Last week, various international media sources (nationally, in Texas and in North Carolina) announced that the mystery man who puckered up to an unsuspecting nurse in time’s square when the Japanese announced their surrender on August 14, 1945 has been “outed.” Alfred Eisenstaedt’s famous photo of the sailor kissing the nurse (V.J. Day, The Kiss – 1945) is the icon for America’s joy at the end of World War II. Eisenstaedt did not identify the two kissing because he was on assignment to “get the story.” In fact he simply returned the roll of film to his editor and moved on to the next story. (we know this because he personally told us in 1993).
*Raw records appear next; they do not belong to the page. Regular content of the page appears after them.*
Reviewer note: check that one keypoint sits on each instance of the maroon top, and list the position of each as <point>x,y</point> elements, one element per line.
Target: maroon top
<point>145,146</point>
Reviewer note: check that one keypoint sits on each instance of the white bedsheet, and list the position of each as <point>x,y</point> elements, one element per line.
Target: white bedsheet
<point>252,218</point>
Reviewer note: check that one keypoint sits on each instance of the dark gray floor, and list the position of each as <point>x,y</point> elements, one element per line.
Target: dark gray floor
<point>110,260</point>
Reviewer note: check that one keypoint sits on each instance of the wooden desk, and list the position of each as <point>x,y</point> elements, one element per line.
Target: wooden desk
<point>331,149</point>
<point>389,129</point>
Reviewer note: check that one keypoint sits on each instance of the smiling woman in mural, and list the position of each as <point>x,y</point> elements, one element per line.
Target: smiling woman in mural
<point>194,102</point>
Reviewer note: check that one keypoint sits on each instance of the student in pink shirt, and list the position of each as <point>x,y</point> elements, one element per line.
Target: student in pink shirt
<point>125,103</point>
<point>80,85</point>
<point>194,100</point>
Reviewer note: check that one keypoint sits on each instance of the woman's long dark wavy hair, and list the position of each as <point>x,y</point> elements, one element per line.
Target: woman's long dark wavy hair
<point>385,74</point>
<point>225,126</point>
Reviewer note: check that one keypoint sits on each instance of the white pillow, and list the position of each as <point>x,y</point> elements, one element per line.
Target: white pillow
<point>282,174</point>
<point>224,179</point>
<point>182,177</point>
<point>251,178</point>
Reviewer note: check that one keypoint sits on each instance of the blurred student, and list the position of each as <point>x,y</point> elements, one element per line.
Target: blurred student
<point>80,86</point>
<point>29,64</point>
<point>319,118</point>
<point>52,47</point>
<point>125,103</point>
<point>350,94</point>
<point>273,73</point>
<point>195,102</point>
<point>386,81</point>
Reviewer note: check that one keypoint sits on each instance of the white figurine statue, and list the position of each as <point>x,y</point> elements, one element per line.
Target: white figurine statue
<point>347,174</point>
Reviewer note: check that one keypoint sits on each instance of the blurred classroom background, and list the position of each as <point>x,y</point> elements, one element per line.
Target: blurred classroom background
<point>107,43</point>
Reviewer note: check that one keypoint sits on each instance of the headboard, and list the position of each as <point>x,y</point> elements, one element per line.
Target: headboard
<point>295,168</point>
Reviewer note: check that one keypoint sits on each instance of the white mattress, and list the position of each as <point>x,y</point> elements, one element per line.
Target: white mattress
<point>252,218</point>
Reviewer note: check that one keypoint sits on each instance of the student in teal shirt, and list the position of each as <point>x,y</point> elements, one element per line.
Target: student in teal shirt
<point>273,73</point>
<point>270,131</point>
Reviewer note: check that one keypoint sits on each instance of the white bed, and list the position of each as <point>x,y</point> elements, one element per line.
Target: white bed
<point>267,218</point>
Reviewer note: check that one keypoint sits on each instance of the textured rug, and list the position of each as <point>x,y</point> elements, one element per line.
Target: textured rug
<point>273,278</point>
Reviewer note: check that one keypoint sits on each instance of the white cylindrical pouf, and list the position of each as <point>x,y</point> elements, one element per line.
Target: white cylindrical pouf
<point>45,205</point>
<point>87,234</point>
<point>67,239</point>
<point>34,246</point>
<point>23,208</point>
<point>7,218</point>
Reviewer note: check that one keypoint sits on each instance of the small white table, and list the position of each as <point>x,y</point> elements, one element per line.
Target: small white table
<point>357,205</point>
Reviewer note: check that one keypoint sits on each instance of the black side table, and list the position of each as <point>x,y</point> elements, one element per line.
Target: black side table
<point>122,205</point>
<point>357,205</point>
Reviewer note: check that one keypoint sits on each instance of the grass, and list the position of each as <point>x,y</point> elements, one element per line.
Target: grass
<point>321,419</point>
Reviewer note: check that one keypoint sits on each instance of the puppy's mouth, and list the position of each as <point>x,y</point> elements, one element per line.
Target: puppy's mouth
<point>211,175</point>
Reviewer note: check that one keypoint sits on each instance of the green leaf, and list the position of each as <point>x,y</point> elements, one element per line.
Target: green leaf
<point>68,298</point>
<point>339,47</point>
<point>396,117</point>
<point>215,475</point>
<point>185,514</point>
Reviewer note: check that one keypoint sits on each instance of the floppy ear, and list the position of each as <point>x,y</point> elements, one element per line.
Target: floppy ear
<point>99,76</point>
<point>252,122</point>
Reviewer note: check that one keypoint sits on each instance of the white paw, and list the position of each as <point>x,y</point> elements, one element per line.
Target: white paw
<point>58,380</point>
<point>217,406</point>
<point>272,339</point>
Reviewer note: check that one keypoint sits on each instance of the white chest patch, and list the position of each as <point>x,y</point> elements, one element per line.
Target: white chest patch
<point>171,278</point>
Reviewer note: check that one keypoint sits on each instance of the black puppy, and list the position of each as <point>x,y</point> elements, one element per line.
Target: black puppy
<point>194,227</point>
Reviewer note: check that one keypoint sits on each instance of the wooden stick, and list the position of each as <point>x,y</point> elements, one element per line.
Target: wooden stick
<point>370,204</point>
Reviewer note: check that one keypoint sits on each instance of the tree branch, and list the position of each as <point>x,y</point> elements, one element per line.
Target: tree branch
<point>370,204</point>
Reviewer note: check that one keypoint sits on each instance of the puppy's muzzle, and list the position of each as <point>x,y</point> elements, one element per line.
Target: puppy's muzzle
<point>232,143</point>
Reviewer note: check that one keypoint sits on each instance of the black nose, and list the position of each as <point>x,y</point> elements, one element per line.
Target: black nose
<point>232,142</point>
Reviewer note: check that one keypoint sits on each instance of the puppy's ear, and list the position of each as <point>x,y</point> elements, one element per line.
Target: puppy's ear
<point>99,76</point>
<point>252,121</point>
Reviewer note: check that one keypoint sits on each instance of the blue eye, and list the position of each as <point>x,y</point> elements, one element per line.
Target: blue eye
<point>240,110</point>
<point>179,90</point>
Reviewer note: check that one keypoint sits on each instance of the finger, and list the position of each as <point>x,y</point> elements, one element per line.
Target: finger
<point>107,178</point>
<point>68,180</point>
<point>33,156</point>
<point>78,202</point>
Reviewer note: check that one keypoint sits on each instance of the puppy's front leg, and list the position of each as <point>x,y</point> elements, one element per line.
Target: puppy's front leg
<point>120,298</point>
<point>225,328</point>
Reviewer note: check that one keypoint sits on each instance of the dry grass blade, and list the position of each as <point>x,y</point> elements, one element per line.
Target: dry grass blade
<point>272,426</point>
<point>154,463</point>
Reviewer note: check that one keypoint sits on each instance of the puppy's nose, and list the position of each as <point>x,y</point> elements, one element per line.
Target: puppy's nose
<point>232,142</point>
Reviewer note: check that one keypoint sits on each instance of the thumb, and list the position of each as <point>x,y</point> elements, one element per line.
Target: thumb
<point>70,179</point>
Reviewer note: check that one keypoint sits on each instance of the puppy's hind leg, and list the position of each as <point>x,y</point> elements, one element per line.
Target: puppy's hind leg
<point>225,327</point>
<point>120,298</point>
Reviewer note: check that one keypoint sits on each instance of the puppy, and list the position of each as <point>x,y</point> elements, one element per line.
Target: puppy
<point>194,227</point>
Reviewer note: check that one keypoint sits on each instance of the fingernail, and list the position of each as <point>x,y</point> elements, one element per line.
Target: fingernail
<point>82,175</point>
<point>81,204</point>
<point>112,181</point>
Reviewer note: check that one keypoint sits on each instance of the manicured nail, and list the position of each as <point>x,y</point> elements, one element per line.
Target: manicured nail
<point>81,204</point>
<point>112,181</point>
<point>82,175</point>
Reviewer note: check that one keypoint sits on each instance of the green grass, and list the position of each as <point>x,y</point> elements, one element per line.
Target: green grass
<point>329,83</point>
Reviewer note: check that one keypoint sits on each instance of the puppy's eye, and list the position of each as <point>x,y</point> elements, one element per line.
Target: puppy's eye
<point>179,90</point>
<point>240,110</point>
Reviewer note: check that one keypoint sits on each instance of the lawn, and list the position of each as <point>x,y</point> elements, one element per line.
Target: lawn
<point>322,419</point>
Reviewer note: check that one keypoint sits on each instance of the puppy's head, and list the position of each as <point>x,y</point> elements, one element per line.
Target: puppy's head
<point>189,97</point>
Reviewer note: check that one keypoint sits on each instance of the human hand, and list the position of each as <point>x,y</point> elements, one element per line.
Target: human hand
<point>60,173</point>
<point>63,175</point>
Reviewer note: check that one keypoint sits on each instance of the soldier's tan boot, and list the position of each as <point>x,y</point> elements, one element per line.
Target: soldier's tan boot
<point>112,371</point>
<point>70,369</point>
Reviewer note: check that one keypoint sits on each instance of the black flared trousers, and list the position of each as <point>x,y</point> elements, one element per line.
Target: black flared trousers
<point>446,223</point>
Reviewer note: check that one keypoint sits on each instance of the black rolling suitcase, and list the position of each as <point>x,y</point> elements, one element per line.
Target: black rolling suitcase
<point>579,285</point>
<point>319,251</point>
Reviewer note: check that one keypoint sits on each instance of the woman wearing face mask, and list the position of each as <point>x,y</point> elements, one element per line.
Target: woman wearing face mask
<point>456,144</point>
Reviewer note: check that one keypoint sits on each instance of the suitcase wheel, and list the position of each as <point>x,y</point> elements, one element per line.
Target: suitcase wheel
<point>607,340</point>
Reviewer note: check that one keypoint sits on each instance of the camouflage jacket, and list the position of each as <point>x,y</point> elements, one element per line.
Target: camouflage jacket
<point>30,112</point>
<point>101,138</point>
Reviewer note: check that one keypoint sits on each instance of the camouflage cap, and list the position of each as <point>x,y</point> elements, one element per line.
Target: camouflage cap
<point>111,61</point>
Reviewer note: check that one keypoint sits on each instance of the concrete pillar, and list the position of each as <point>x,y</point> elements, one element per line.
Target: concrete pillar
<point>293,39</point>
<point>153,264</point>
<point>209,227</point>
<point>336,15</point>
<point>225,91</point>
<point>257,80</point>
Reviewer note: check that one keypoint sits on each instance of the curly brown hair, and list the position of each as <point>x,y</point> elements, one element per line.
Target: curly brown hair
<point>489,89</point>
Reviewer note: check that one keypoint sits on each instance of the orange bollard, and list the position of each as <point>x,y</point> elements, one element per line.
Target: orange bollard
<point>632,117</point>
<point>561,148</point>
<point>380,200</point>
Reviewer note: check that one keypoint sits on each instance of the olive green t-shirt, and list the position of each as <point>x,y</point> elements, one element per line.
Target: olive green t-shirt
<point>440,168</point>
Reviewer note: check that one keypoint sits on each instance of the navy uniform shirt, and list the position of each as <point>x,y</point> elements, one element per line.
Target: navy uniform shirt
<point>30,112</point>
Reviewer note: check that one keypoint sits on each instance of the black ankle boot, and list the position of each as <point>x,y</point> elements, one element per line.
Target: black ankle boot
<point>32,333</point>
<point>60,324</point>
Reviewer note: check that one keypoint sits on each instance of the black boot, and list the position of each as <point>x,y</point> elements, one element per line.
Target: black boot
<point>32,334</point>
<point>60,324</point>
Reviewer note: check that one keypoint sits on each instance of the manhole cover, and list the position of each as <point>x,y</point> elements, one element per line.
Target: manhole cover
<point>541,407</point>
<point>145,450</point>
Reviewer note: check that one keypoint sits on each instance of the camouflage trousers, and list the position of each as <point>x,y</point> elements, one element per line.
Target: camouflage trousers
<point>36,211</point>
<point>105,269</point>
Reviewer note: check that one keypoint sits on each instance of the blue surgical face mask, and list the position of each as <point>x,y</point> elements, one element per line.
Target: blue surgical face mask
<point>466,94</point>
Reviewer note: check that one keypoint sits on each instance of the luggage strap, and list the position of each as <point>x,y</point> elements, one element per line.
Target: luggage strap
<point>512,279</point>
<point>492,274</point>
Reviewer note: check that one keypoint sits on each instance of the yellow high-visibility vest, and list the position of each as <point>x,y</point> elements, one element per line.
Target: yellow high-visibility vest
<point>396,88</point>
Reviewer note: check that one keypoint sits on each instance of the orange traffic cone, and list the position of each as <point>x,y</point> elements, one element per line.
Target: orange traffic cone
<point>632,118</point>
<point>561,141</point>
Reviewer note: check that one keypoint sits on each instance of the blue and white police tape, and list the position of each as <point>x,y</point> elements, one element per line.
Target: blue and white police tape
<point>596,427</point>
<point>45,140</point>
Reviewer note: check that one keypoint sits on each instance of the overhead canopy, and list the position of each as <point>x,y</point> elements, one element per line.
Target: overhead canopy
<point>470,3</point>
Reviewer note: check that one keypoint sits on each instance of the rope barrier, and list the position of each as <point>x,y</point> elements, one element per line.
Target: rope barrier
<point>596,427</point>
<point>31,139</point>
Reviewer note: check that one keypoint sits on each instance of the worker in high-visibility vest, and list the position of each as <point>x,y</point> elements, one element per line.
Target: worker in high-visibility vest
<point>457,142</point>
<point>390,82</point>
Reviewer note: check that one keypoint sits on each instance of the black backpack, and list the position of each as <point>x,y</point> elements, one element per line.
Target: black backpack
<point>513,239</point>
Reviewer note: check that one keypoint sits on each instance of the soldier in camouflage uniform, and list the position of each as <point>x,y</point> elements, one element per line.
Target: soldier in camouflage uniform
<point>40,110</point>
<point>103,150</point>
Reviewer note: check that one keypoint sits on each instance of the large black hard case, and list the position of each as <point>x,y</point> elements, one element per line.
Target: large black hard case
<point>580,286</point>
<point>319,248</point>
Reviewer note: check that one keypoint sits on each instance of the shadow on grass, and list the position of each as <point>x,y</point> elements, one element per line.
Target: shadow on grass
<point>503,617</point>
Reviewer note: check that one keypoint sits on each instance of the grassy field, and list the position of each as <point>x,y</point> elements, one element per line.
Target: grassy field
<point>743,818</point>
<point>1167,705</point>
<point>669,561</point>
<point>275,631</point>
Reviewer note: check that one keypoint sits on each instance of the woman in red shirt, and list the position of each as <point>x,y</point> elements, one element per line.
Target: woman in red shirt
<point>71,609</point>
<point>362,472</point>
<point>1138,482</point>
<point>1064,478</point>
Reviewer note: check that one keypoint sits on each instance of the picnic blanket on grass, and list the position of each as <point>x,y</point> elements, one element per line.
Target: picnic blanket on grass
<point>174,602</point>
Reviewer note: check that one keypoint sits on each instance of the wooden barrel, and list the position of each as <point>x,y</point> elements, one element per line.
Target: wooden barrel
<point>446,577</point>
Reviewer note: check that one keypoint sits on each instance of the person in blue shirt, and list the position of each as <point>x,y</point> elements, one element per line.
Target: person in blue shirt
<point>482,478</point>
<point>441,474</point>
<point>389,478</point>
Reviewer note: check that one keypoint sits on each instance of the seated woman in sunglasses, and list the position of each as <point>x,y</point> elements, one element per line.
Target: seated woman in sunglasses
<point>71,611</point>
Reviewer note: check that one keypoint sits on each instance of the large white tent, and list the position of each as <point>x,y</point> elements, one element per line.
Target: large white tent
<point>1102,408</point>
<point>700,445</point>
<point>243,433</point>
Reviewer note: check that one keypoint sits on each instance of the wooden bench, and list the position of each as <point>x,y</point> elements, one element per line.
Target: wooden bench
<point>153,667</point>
Today’s focus on the two in the photo is part of the greatest generation’s great debate. Glenn McDuffie has contended for years that he is the sailor featured in Eisenstaedt’s photograph. McDuffie has been identified by Houston based forensic artist and facial expert Lois Gibson. While we are art experts, the great debate continues because the photograph means so much internationally and to Americans, young and old. Collectors should include this image in a personal collection because of it’s patriotism, romanticism or for it’s most obvious meaning – historical significance. Only a limited amount of the photographs were authorized by Eisenstaedt prior to his death in 1995.
Not all versions of the photograph have significance. The signed, limited edition in pristine condition is currently valued at $48,000 unframed, with the certificate of authenticity and in pristine condition. Variations of the photograph exist: a dorm room poster might be $30 new while other signed photographs by Eisenstaedt from the original negative can range from $3500, $20,000 and $48,000. The pricing depends on provenance, condition and format.
Victory over Japan was a global event. The winds of peace settled shortly after these two romantics found their way from Times Square. Today’s collectors can honor the beauty of this moment by including the work as an icon to both the photographer and the event he so elegantly captured.